Tuesday, October 19, 2010

Anne Applebaum from The Washington Post

SACRAMENTO, Calif.- Everyone reads their news online or watches it on television.  The increase in online readership is skyrocketing.  As a college student, I rarely, if ever, watch the news on television anymore.  It seems all they focus on is death, terrorism and chaos.  Rarely do they ever have a happy story or a story that brings pride among the community.

Anne Applebaum is a foreign affairs columnist for The Washington Post and Slate.  I have read a few of her articles, some titled: "Chile and Haiti: A look at earthquakes and politics", "A terrorism alert to ignore", "'It's too soon to tell' how the Iraq war went", and "Anger over papal visit shows religious freedom is alive and well in Britain".  Her column appears every Tuesday.

In the column titled, "Chile and Haiti: A look at earthquakes and politics", she talks about both earthquakes and how it was more devastating for Haiti to experience this type of natural disaster because of the aftershocks of rebuilding their cities.  Applebaum says Chile has a better democratic government so it will be easier to rebuild, where Haiti has nothing working for it to rebuild it.  She says, "She has nothing to do with luck."

Her other column titled, "A terrorism alert to ignore", was a funny ironic piece.  She speaks about a terrorism alert that alerted people in Europe to be careful to ride public transportation because terrorists might attack.  Has it not occurred to their government that a terrorist attack can happen anywhere and at anytime?  So why now would they send this alert?

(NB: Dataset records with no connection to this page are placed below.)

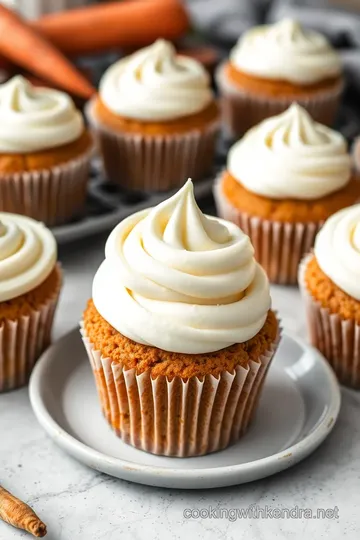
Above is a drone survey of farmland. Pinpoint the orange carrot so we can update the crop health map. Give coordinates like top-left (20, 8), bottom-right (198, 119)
top-left (0, 486), bottom-right (46, 538)
top-left (0, 4), bottom-right (95, 98)
top-left (32, 0), bottom-right (189, 56)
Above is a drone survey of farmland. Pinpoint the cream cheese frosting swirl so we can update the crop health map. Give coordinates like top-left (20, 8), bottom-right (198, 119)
top-left (0, 212), bottom-right (57, 302)
top-left (314, 204), bottom-right (360, 301)
top-left (93, 181), bottom-right (270, 354)
top-left (100, 39), bottom-right (213, 121)
top-left (230, 19), bottom-right (341, 85)
top-left (228, 104), bottom-right (351, 200)
top-left (0, 75), bottom-right (84, 154)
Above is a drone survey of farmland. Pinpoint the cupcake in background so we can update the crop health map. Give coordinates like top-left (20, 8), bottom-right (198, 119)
top-left (299, 204), bottom-right (360, 388)
top-left (0, 212), bottom-right (61, 392)
top-left (87, 40), bottom-right (219, 191)
top-left (216, 19), bottom-right (343, 137)
top-left (214, 104), bottom-right (360, 284)
top-left (0, 76), bottom-right (93, 225)
top-left (82, 181), bottom-right (279, 457)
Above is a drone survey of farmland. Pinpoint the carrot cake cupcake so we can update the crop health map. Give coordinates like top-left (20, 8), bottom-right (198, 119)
top-left (0, 212), bottom-right (61, 392)
top-left (299, 204), bottom-right (360, 388)
top-left (216, 19), bottom-right (343, 136)
top-left (0, 76), bottom-right (92, 225)
top-left (87, 40), bottom-right (219, 190)
top-left (82, 181), bottom-right (278, 457)
top-left (214, 104), bottom-right (360, 284)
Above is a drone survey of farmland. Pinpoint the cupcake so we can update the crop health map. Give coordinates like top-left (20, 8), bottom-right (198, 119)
top-left (87, 40), bottom-right (219, 191)
top-left (214, 104), bottom-right (360, 284)
top-left (82, 181), bottom-right (278, 457)
top-left (216, 19), bottom-right (343, 137)
top-left (0, 212), bottom-right (61, 392)
top-left (0, 76), bottom-right (92, 225)
top-left (299, 204), bottom-right (360, 388)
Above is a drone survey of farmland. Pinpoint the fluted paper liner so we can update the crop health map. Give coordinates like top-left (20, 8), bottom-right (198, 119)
top-left (81, 323), bottom-right (279, 457)
top-left (299, 254), bottom-right (360, 389)
top-left (215, 64), bottom-right (344, 137)
top-left (214, 174), bottom-right (323, 285)
top-left (0, 149), bottom-right (92, 226)
top-left (86, 101), bottom-right (220, 191)
top-left (0, 265), bottom-right (61, 392)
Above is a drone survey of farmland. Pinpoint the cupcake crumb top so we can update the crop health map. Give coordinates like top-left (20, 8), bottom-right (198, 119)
top-left (84, 300), bottom-right (278, 379)
top-left (304, 256), bottom-right (360, 324)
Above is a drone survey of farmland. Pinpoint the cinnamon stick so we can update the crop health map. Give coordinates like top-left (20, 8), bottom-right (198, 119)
top-left (0, 4), bottom-right (95, 98)
top-left (32, 0), bottom-right (190, 56)
top-left (0, 486), bottom-right (47, 538)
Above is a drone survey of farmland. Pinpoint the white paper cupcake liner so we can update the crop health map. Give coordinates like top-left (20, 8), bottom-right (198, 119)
top-left (0, 149), bottom-right (93, 226)
top-left (81, 324), bottom-right (279, 457)
top-left (213, 174), bottom-right (323, 285)
top-left (299, 254), bottom-right (360, 389)
top-left (215, 63), bottom-right (344, 137)
top-left (86, 101), bottom-right (220, 191)
top-left (0, 265), bottom-right (62, 392)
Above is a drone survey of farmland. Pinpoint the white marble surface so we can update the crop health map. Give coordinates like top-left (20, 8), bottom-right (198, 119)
top-left (0, 233), bottom-right (360, 540)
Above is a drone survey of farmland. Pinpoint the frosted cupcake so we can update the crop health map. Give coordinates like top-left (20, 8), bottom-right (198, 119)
top-left (299, 204), bottom-right (360, 388)
top-left (214, 104), bottom-right (360, 284)
top-left (216, 19), bottom-right (343, 136)
top-left (0, 212), bottom-right (61, 391)
top-left (82, 181), bottom-right (278, 457)
top-left (87, 40), bottom-right (219, 190)
top-left (0, 76), bottom-right (92, 225)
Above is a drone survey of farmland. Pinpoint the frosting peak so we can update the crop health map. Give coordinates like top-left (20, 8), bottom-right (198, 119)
top-left (0, 75), bottom-right (84, 153)
top-left (228, 103), bottom-right (351, 200)
top-left (314, 204), bottom-right (360, 301)
top-left (93, 181), bottom-right (270, 354)
top-left (100, 39), bottom-right (213, 122)
top-left (0, 212), bottom-right (57, 302)
top-left (230, 19), bottom-right (341, 85)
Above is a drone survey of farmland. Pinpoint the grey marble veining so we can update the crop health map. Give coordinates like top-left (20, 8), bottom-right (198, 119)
top-left (0, 233), bottom-right (360, 540)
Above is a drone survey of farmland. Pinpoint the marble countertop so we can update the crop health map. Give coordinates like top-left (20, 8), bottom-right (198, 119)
top-left (0, 233), bottom-right (360, 540)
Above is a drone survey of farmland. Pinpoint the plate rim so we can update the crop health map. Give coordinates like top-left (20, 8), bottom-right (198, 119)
top-left (29, 328), bottom-right (341, 489)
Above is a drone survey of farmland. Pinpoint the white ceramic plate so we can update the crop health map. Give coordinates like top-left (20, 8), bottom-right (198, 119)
top-left (30, 329), bottom-right (340, 489)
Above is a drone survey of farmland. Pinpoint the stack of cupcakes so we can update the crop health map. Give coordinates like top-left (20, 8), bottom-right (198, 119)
top-left (82, 181), bottom-right (279, 457)
top-left (87, 40), bottom-right (219, 191)
top-left (216, 19), bottom-right (343, 137)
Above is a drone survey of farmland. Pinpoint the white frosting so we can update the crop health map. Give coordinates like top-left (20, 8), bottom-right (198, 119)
top-left (230, 19), bottom-right (341, 85)
top-left (93, 181), bottom-right (270, 354)
top-left (314, 204), bottom-right (360, 301)
top-left (100, 39), bottom-right (213, 121)
top-left (228, 104), bottom-right (351, 200)
top-left (0, 212), bottom-right (57, 302)
top-left (0, 75), bottom-right (84, 153)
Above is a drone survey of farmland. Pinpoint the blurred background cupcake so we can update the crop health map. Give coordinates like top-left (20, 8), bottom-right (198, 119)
top-left (82, 181), bottom-right (279, 457)
top-left (214, 104), bottom-right (360, 284)
top-left (216, 19), bottom-right (343, 136)
top-left (88, 40), bottom-right (219, 191)
top-left (0, 212), bottom-right (61, 391)
top-left (0, 75), bottom-right (93, 225)
top-left (299, 204), bottom-right (360, 388)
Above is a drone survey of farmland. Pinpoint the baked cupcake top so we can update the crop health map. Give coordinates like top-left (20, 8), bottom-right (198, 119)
top-left (93, 180), bottom-right (270, 354)
top-left (230, 19), bottom-right (342, 85)
top-left (314, 204), bottom-right (360, 301)
top-left (0, 212), bottom-right (57, 302)
top-left (99, 39), bottom-right (213, 122)
top-left (0, 75), bottom-right (84, 154)
top-left (227, 103), bottom-right (351, 200)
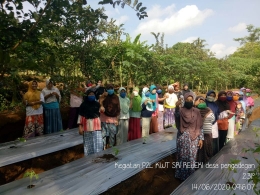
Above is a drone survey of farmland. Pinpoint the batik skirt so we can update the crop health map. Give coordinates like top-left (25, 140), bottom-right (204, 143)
top-left (23, 114), bottom-right (43, 138)
top-left (175, 131), bottom-right (199, 181)
top-left (128, 117), bottom-right (141, 141)
top-left (83, 130), bottom-right (103, 155)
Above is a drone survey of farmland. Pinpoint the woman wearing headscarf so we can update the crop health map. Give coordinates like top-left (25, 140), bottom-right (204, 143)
top-left (67, 83), bottom-right (85, 129)
top-left (116, 87), bottom-right (130, 145)
top-left (156, 85), bottom-right (166, 131)
top-left (194, 96), bottom-right (215, 163)
top-left (216, 91), bottom-right (230, 150)
top-left (175, 93), bottom-right (204, 180)
top-left (246, 89), bottom-right (255, 109)
top-left (238, 91), bottom-right (246, 111)
top-left (181, 83), bottom-right (193, 96)
top-left (227, 91), bottom-right (239, 141)
top-left (78, 90), bottom-right (103, 155)
top-left (23, 81), bottom-right (44, 138)
top-left (205, 90), bottom-right (220, 155)
top-left (164, 85), bottom-right (178, 128)
top-left (240, 87), bottom-right (247, 106)
top-left (141, 87), bottom-right (154, 139)
top-left (172, 82), bottom-right (183, 99)
top-left (149, 85), bottom-right (158, 134)
top-left (42, 80), bottom-right (63, 134)
top-left (128, 87), bottom-right (142, 141)
top-left (99, 84), bottom-right (120, 149)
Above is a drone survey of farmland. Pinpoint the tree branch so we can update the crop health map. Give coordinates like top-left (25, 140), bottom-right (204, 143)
top-left (12, 0), bottom-right (51, 50)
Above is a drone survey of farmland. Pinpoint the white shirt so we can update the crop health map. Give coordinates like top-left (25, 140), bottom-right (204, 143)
top-left (70, 94), bottom-right (83, 108)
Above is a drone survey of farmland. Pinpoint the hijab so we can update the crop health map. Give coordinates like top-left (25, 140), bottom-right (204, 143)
top-left (216, 91), bottom-right (230, 113)
top-left (156, 85), bottom-right (163, 105)
top-left (23, 81), bottom-right (41, 110)
top-left (142, 87), bottom-right (153, 111)
top-left (182, 83), bottom-right (190, 96)
top-left (95, 87), bottom-right (107, 100)
top-left (132, 87), bottom-right (142, 112)
top-left (118, 87), bottom-right (130, 114)
top-left (141, 87), bottom-right (149, 104)
top-left (180, 92), bottom-right (203, 140)
top-left (79, 90), bottom-right (100, 119)
top-left (103, 85), bottom-right (120, 117)
top-left (205, 90), bottom-right (220, 124)
top-left (149, 85), bottom-right (157, 111)
top-left (227, 91), bottom-right (237, 118)
top-left (195, 96), bottom-right (212, 121)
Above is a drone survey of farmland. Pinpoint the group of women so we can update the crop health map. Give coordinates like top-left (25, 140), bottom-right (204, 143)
top-left (23, 80), bottom-right (63, 138)
top-left (24, 80), bottom-right (254, 180)
top-left (175, 88), bottom-right (254, 180)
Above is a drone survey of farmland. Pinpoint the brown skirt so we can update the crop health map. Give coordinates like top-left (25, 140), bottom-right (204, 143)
top-left (149, 116), bottom-right (158, 134)
top-left (197, 133), bottom-right (213, 163)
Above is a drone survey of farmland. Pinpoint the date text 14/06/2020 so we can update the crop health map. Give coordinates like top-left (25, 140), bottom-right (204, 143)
top-left (115, 162), bottom-right (255, 170)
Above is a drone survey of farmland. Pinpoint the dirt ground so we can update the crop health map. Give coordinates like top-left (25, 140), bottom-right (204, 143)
top-left (0, 144), bottom-right (84, 185)
top-left (102, 154), bottom-right (181, 195)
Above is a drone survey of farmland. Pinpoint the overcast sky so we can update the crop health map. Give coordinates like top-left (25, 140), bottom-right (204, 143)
top-left (87, 0), bottom-right (260, 58)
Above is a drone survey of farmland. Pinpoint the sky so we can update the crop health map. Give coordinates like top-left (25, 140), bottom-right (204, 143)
top-left (87, 0), bottom-right (260, 58)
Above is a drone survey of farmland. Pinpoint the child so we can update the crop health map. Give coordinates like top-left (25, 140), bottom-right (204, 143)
top-left (141, 87), bottom-right (154, 142)
top-left (78, 90), bottom-right (103, 155)
top-left (235, 101), bottom-right (245, 135)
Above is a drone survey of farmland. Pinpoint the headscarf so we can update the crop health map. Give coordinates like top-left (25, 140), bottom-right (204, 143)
top-left (103, 84), bottom-right (120, 117)
top-left (141, 87), bottom-right (149, 104)
top-left (79, 90), bottom-right (100, 119)
top-left (46, 79), bottom-right (55, 87)
top-left (156, 84), bottom-right (163, 104)
top-left (118, 87), bottom-right (130, 114)
top-left (95, 87), bottom-right (107, 100)
top-left (227, 91), bottom-right (237, 119)
top-left (142, 87), bottom-right (153, 111)
top-left (195, 96), bottom-right (212, 121)
top-left (23, 81), bottom-right (41, 110)
top-left (182, 83), bottom-right (190, 96)
top-left (180, 93), bottom-right (203, 140)
top-left (216, 91), bottom-right (230, 112)
top-left (149, 85), bottom-right (157, 111)
top-left (168, 85), bottom-right (174, 91)
top-left (132, 87), bottom-right (142, 112)
top-left (205, 90), bottom-right (220, 124)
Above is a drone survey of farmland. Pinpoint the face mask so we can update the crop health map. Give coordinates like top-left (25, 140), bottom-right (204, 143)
top-left (120, 92), bottom-right (126, 98)
top-left (107, 89), bottom-right (114, 95)
top-left (207, 96), bottom-right (215, 102)
top-left (184, 102), bottom-right (193, 109)
top-left (145, 92), bottom-right (150, 97)
top-left (218, 96), bottom-right (227, 102)
top-left (233, 96), bottom-right (239, 101)
top-left (227, 96), bottom-right (233, 101)
top-left (133, 91), bottom-right (138, 96)
top-left (198, 102), bottom-right (207, 109)
top-left (88, 95), bottom-right (96, 102)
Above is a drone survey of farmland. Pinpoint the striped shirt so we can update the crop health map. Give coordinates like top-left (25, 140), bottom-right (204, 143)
top-left (203, 112), bottom-right (215, 134)
top-left (78, 115), bottom-right (101, 131)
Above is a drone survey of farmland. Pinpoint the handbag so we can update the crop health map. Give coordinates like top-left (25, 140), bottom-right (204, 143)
top-left (217, 118), bottom-right (228, 130)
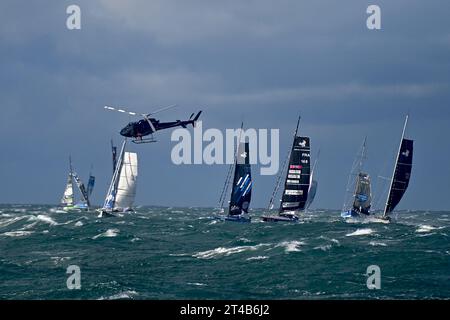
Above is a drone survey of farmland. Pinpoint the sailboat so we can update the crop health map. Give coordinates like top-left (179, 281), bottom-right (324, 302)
top-left (381, 115), bottom-right (414, 221)
top-left (98, 139), bottom-right (138, 217)
top-left (61, 158), bottom-right (95, 211)
top-left (341, 137), bottom-right (372, 218)
top-left (262, 117), bottom-right (311, 222)
top-left (225, 142), bottom-right (253, 222)
top-left (305, 150), bottom-right (320, 211)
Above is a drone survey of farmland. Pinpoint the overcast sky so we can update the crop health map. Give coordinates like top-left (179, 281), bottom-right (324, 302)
top-left (0, 0), bottom-right (450, 210)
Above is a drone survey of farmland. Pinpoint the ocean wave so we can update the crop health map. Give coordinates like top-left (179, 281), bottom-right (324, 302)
top-left (92, 229), bottom-right (120, 240)
top-left (416, 224), bottom-right (444, 233)
top-left (275, 240), bottom-right (306, 253)
top-left (345, 228), bottom-right (375, 237)
top-left (28, 214), bottom-right (58, 226)
top-left (245, 256), bottom-right (269, 261)
top-left (369, 241), bottom-right (387, 247)
top-left (2, 231), bottom-right (34, 237)
top-left (186, 282), bottom-right (206, 287)
top-left (192, 244), bottom-right (267, 259)
top-left (314, 244), bottom-right (332, 251)
top-left (99, 290), bottom-right (139, 300)
top-left (0, 215), bottom-right (27, 228)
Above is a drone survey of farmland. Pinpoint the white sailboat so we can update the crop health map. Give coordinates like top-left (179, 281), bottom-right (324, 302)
top-left (98, 140), bottom-right (138, 216)
top-left (61, 158), bottom-right (95, 211)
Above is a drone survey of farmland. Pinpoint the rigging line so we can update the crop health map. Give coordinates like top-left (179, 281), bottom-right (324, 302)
top-left (219, 122), bottom-right (244, 209)
top-left (267, 149), bottom-right (292, 210)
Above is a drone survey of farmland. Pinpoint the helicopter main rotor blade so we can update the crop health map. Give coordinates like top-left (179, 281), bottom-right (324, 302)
top-left (104, 106), bottom-right (138, 116)
top-left (147, 104), bottom-right (177, 116)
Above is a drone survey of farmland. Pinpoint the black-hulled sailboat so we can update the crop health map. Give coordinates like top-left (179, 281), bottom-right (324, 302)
top-left (262, 117), bottom-right (311, 222)
top-left (305, 150), bottom-right (320, 211)
top-left (224, 142), bottom-right (253, 222)
top-left (341, 138), bottom-right (372, 218)
top-left (382, 115), bottom-right (414, 221)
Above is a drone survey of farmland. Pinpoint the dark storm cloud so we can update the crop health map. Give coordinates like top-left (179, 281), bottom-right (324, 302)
top-left (0, 0), bottom-right (450, 209)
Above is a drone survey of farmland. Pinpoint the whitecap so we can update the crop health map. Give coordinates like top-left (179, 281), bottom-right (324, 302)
top-left (276, 241), bottom-right (306, 253)
top-left (186, 282), bottom-right (206, 287)
top-left (345, 228), bottom-right (375, 237)
top-left (28, 214), bottom-right (58, 226)
top-left (2, 231), bottom-right (33, 237)
top-left (416, 224), bottom-right (442, 233)
top-left (75, 221), bottom-right (83, 227)
top-left (245, 256), bottom-right (269, 261)
top-left (92, 229), bottom-right (120, 240)
top-left (99, 290), bottom-right (138, 300)
top-left (192, 244), bottom-right (267, 259)
top-left (314, 244), bottom-right (331, 251)
top-left (369, 241), bottom-right (387, 247)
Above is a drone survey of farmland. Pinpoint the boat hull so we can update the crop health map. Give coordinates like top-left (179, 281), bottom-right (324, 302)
top-left (214, 215), bottom-right (252, 223)
top-left (261, 215), bottom-right (299, 222)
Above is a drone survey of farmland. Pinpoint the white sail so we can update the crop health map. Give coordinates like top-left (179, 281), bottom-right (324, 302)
top-left (115, 152), bottom-right (138, 210)
top-left (61, 173), bottom-right (74, 206)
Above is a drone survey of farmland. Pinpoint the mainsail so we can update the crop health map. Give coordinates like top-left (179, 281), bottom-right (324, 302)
top-left (87, 174), bottom-right (95, 198)
top-left (305, 150), bottom-right (320, 210)
top-left (61, 172), bottom-right (74, 206)
top-left (228, 142), bottom-right (252, 215)
top-left (353, 172), bottom-right (372, 214)
top-left (115, 152), bottom-right (138, 210)
top-left (384, 116), bottom-right (414, 217)
top-left (102, 140), bottom-right (127, 211)
top-left (73, 172), bottom-right (90, 207)
top-left (279, 136), bottom-right (311, 213)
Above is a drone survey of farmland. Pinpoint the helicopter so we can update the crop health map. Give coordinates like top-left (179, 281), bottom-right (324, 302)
top-left (104, 105), bottom-right (202, 144)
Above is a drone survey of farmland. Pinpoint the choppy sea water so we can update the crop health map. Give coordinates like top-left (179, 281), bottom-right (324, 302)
top-left (0, 205), bottom-right (450, 299)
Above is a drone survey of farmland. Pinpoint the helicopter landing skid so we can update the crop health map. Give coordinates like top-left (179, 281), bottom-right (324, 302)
top-left (132, 138), bottom-right (157, 144)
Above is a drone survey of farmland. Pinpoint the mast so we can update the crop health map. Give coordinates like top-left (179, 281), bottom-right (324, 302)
top-left (383, 114), bottom-right (409, 217)
top-left (103, 138), bottom-right (127, 210)
top-left (219, 122), bottom-right (244, 209)
top-left (267, 116), bottom-right (302, 210)
top-left (278, 116), bottom-right (311, 214)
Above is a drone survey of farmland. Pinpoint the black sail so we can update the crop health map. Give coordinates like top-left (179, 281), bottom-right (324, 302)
top-left (280, 136), bottom-right (311, 213)
top-left (229, 142), bottom-right (252, 215)
top-left (384, 139), bottom-right (414, 215)
top-left (353, 172), bottom-right (372, 214)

Applebaum has achieved many accomplishments in her journalism career such as writing two books, "Between East and West: Across the Borderlands of Europe" and "Gulag: A history", which she won the Pulitzer Prize for non-fiction in 2004.  She she has also won the Charles Douglas-Home Memorial Trust award for her journalism skills in post Soviet Union.

She has her own website which is linked to previous articles she has written, her columns, as well as introductions and critiques of her books.

Applebaum was born in Washington, D.C. and graduated from Yale.  She then went to the London School of Economics and St. Antony's College in Oxford.  It seems as though foreign affairs runs through her veins.

I tried to contact her, however she never returned my email.  Her columns are easy to read and if you don't watch the news, her columns are a great way to know what's going on around the world.  She'll even write a column on things that do not make the first page of the paper.

I decided to profile Anne Applebaum because of the simple reason that I do not like to watch the news, especially what's going on in other countries.  Like I said before, it seems as if the media simply focuses on tragedy, but Applebaum focuses on not only tragedies but focuses more on a humanistic level of all of her stories.

1 comment:

  1. This column would have been stronger if the writer had been able to pull more detail about the columnist. For example, how old is she?

    What also would have made this much stronger would be to include some examples of her work. The author of this column says:

    "Applebaum focuses on not only tragedies but focuses more on a humanistic level of all of her stories."

    OK, I'm interested, after reading that. But why not show how she does that by citing examples?

    A good start and obviously the writer of this column is impressed with Ms. Applebaum. This column just needs fleshing out.